Process Safety Moments
This page contains brief descriptions of situations that have occurred at process facilities which can teach important lessons. Questions are posed to help focus on the key points.
New moments are added regularly so check back periodically.
Human Factors in the HMI
On investigating an incident involving high temperature heat transfer fluid at a facility, it was discovered that from approximately 2:00 to 4:00 in the afternoon, the operators could not see the control panel due to glare from the fall sun.
Do your human factors reviews recognize and correct deficiencies in the human-machine interface (HMI)? Do you have a system in place to respond effectively to operators' concerns about their working conditions?
At a solvent spun synthetic fibers facility, operators did not recognize for over 36 hours that a 60" duct carrying solvent laden air at 70% LEL had physically blown an end off and was releasing the mixture to the environment. Relying on detection and correction of an abnormal situation solely by operating personnel is a weak safeguard.
Are your operators well enough trained to recognize and respond to unusual process upsets in a timely manner? Does refresher training reflect lessons learned in recent incidents?
Expecting the Unexpected
A batch nitroglycerin process at a Government Owned – Contractor Operated (GOCO) facility exploded after having been operated without incident for forty-six years, proving once again that, “we have never seen anything like that,” is not a sufficient criterion for ruling a scenario out in a PHA.
Do your PHA teams understand that their charge is to identify the potential incidents that haven't happened but might? Are your risk tolerance criteria, and your culture, sufficiently rigorous to deal with rare events?
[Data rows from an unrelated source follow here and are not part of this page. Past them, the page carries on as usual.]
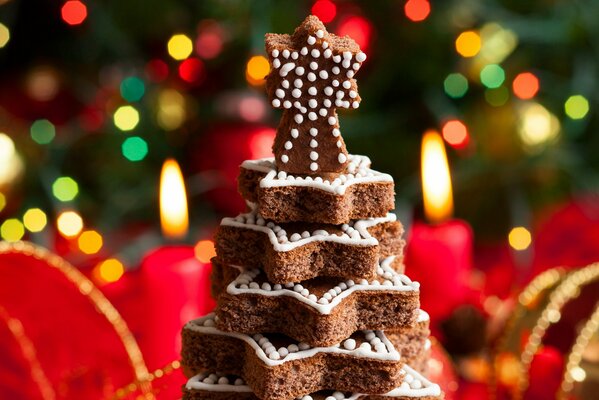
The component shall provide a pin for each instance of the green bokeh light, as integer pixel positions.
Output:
(576, 106)
(135, 148)
(65, 188)
(456, 85)
(132, 88)
(42, 131)
(492, 76)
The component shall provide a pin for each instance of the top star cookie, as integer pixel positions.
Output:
(312, 74)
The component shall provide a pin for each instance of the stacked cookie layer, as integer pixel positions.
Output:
(312, 299)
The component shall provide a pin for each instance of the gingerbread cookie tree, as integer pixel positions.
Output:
(313, 303)
(312, 75)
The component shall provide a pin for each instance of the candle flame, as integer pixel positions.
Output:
(436, 180)
(173, 201)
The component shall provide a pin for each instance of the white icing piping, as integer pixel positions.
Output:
(356, 233)
(358, 172)
(391, 281)
(383, 348)
(414, 385)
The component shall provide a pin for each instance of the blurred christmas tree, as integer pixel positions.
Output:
(97, 94)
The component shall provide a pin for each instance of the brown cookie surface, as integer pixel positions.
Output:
(294, 252)
(211, 385)
(321, 311)
(279, 368)
(311, 76)
(359, 193)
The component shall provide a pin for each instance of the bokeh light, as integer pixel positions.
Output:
(109, 270)
(4, 35)
(326, 10)
(35, 220)
(455, 133)
(65, 188)
(204, 250)
(256, 70)
(90, 242)
(73, 12)
(191, 70)
(497, 97)
(69, 223)
(576, 106)
(134, 148)
(468, 44)
(525, 85)
(180, 47)
(492, 76)
(537, 125)
(126, 118)
(12, 230)
(42, 131)
(171, 109)
(417, 10)
(456, 85)
(358, 28)
(519, 238)
(132, 88)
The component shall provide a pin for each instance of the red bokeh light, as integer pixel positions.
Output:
(73, 12)
(358, 28)
(156, 70)
(455, 134)
(525, 85)
(326, 10)
(191, 70)
(417, 10)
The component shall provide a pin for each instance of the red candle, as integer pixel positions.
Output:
(439, 253)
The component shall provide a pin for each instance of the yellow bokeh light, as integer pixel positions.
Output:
(180, 47)
(35, 220)
(109, 270)
(468, 44)
(204, 250)
(4, 35)
(90, 242)
(256, 70)
(171, 109)
(126, 118)
(69, 223)
(520, 238)
(12, 230)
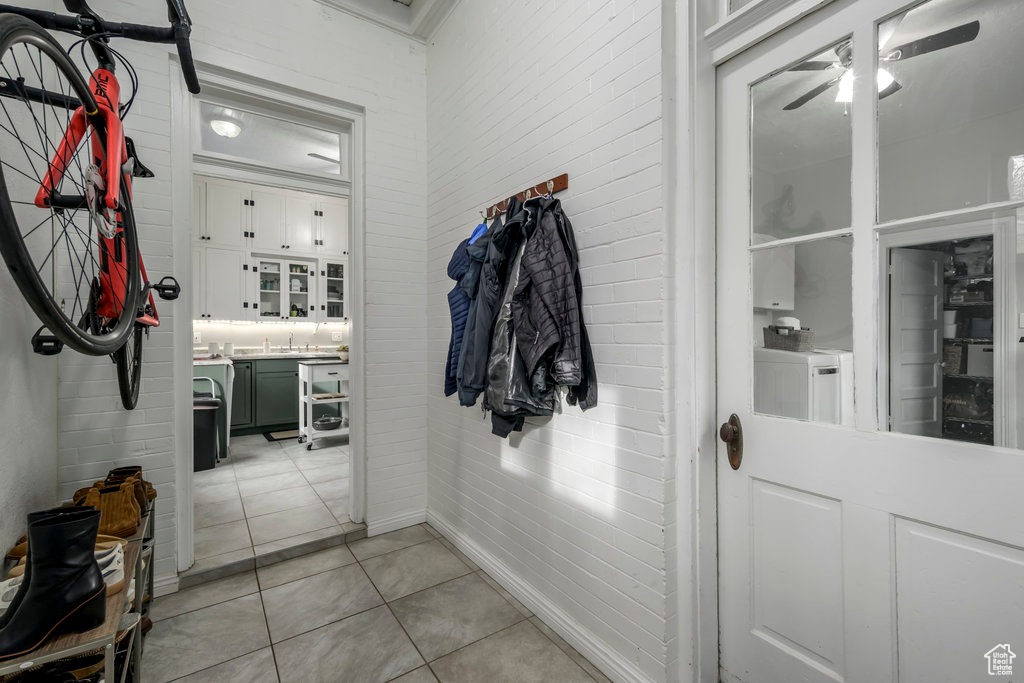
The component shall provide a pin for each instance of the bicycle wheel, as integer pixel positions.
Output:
(78, 268)
(129, 363)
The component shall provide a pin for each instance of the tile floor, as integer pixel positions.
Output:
(403, 606)
(269, 497)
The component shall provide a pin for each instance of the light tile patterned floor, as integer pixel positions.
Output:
(403, 606)
(267, 495)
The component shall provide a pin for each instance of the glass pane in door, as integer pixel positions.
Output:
(803, 328)
(950, 119)
(947, 375)
(801, 147)
(298, 290)
(269, 289)
(335, 290)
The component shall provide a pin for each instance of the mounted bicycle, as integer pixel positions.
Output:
(68, 231)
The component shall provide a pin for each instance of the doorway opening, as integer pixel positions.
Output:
(275, 231)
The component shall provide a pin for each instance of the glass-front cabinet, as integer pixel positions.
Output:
(332, 294)
(287, 289)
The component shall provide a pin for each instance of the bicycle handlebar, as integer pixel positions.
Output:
(177, 33)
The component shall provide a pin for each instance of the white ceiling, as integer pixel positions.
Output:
(273, 141)
(417, 19)
(941, 90)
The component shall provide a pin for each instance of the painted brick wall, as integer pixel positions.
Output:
(28, 406)
(311, 48)
(571, 514)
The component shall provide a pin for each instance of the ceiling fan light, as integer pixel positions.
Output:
(885, 79)
(225, 128)
(845, 93)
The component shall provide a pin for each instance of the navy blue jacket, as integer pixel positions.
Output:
(459, 307)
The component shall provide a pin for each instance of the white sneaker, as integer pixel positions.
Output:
(113, 567)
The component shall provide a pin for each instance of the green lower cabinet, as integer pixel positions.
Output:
(242, 395)
(278, 397)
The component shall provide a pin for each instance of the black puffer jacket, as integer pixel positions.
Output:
(510, 390)
(547, 310)
(545, 307)
(501, 249)
(540, 339)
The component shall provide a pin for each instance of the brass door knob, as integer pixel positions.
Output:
(732, 433)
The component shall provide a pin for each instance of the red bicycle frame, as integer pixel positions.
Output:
(104, 87)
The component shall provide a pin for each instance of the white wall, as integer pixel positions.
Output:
(303, 45)
(28, 417)
(571, 514)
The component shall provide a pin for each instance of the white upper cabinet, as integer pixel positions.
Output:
(224, 214)
(333, 227)
(774, 278)
(267, 208)
(299, 222)
(221, 279)
(245, 233)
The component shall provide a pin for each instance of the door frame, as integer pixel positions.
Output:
(1005, 244)
(272, 95)
(707, 37)
(704, 37)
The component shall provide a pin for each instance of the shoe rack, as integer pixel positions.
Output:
(122, 662)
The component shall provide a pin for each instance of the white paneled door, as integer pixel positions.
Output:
(851, 552)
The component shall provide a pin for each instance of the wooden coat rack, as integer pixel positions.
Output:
(552, 186)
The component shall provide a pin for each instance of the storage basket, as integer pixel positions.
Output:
(788, 339)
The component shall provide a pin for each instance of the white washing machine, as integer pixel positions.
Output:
(806, 385)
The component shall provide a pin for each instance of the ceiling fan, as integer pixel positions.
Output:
(887, 84)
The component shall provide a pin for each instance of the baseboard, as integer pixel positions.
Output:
(602, 656)
(395, 522)
(165, 585)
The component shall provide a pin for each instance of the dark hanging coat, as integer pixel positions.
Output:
(504, 240)
(540, 339)
(548, 307)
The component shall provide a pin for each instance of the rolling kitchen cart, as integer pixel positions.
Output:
(323, 383)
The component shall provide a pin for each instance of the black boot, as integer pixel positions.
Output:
(24, 587)
(66, 588)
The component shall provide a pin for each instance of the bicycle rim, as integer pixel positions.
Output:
(57, 255)
(129, 363)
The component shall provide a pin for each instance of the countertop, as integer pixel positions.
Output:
(284, 356)
(213, 361)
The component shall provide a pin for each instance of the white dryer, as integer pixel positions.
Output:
(806, 385)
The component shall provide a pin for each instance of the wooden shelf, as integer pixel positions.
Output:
(973, 421)
(955, 279)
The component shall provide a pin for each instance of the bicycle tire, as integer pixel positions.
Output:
(129, 361)
(16, 31)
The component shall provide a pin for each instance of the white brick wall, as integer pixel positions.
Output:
(28, 407)
(305, 46)
(574, 509)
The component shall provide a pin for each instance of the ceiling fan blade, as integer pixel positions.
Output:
(937, 41)
(893, 88)
(809, 95)
(323, 158)
(812, 66)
A series of PHA studies identified the possibility of the nitrogen blanket on flammable storage tanks being turned off so that the tanks might collapse during pump-out. Each scenario was judged to be acceptably safe individually. About 4 years later, one of the events occurred, and the company questioned the validity of the PHA. On review, they found that the tank collapse should have been expected based on the aggregate risk from all the tanks. They had no system to look at the aggregate risk and determine if they still met their safety criteria.
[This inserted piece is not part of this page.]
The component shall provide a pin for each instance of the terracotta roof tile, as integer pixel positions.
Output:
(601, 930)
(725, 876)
Does your company look at aggregate risk from similar scenarios that occur in multiple PHAs? If not, does management have a false sense of security?
Confined Space Created by a Tarpaulin
A work crew used a tarpaulin to provide protection from the weather while performing work on process piping. Inadvertently, they created a confined space but did not follow the company’s confined space procedure. One fatality occurred.
How will your employees know if they have created a confined space? Are they able to recognize when they encounter a confined space?